Behind him, Troy stood swaying on his feet. One hand braced against the wall for support. The other holding the gun he'd somehow grabbed from one of the dead guards outside.
“Told you,” Troy said. His voice was rough and broken and beautiful. “He'd fucking kill you.”
Rafael turned. Tried to say something. Maybe a threat. Maybe a final piece of ideology he needed to share before the end.
Troy shot him again. This time in the head.
Rafael dropped like a puppet with cut strings. Hit the floor and didn't move again.
For one impossible second, nobody moved. We all just stood there in the ringing silence while the smoke curled from the barrel of Troy's gun and the blood spread dark across the concrete.
Then Troy's legs gave out.
I caught him before he hit the ground. Pulled him against my chest while his body went limp in my arms. He was cold and shaking and barely conscious, but lucid enough to look up at me with the eyes that held recognition.
“Declan,” he whispered.
“I've got you.” My voice cracked. “I've got you, Troy. You're safe now.”
“Thought you were dead.”
“Takes more than an explosion to kill me.”
He tried to smile. Couldn't quite manage it. “Good.”
Then his eyes closed, and he went completely still.
“Troy?” The panic clawed up my throat. “Troy, stay with me.”
Luka was already moving. Checking for a pulse. Assessing the damage with the practiced efficiency. “He's alive.

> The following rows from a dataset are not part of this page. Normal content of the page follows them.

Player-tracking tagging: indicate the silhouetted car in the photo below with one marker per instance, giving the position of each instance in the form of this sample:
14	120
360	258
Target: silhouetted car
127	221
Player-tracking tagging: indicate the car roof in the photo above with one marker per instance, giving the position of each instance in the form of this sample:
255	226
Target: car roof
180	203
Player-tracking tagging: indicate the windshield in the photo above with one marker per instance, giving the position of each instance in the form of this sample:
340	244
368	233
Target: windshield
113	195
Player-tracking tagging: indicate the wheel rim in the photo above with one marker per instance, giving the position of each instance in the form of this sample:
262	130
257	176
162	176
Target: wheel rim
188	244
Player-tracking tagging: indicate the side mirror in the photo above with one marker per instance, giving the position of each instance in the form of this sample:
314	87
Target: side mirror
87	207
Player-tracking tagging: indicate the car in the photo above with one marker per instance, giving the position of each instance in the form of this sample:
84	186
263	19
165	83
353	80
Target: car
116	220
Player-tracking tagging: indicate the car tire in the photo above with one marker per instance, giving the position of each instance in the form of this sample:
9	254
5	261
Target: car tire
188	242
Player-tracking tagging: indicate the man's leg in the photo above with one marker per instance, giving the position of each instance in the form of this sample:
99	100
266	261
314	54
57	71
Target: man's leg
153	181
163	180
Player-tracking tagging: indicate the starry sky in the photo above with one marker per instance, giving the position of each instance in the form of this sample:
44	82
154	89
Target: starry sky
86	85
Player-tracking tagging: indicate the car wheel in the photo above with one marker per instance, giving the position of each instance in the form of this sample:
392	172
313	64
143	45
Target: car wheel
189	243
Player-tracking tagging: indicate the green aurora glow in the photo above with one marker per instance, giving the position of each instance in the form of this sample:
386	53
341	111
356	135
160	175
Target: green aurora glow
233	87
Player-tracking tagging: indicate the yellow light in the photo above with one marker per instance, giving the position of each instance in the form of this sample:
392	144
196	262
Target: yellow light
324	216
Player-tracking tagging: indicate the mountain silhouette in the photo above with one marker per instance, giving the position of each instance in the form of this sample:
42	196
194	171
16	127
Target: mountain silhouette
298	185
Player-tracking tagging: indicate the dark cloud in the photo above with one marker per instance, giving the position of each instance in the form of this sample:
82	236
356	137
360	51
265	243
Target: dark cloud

Pulse is weak but steady. We need to get him to a hospital now.”
Dmitri and Ash moved to help. Between the four of us we got the chains off Troy and carried him out of that basement hell. Back through the warehouse we'd turned into a warzone. Bodies littered the path we'd taken. Bullet holes scarred every surface. The whole building smelled like death and cordite.
We loaded Troy into the SUV. I held him in the backseat while Dmitri drove at speeds that should have gotten us arrested. Luka made calls to the contacts who could get us into a hospital without questions. Ash applied pressure to the wounds that kept bleeding despite our best efforts.
Troy stayed unconscious through all of it.
I kept one hand on his chest. Felt the rise and fall of his breathing. Counted each breath like a prayer.
We'd gotten him back. Rafael was dead. The nightmare was over.
But looking at Troy's pale face, at the bruises covering his body, at the way he didn't wake even when we hit the potholes hard enough to jar the whole vehicle, I understood that we'd almost lost him.
That we'd come so close to a world where I never got to tell him properly that he'd never been a burden. Never been a mistake. That loving him was the only thing I'd done right in years.
“Stay with me,” I whispered against his hair. “Please, Troy. Just stay with me.”
Outside the window, Chicago blurred past in streaks of light and shadow.
And I held onto him like letting go would kill us both.
TWENTY-SEVEN
STAY WITH ME
TROY
Pain dragged me back to consciousness in slow increments.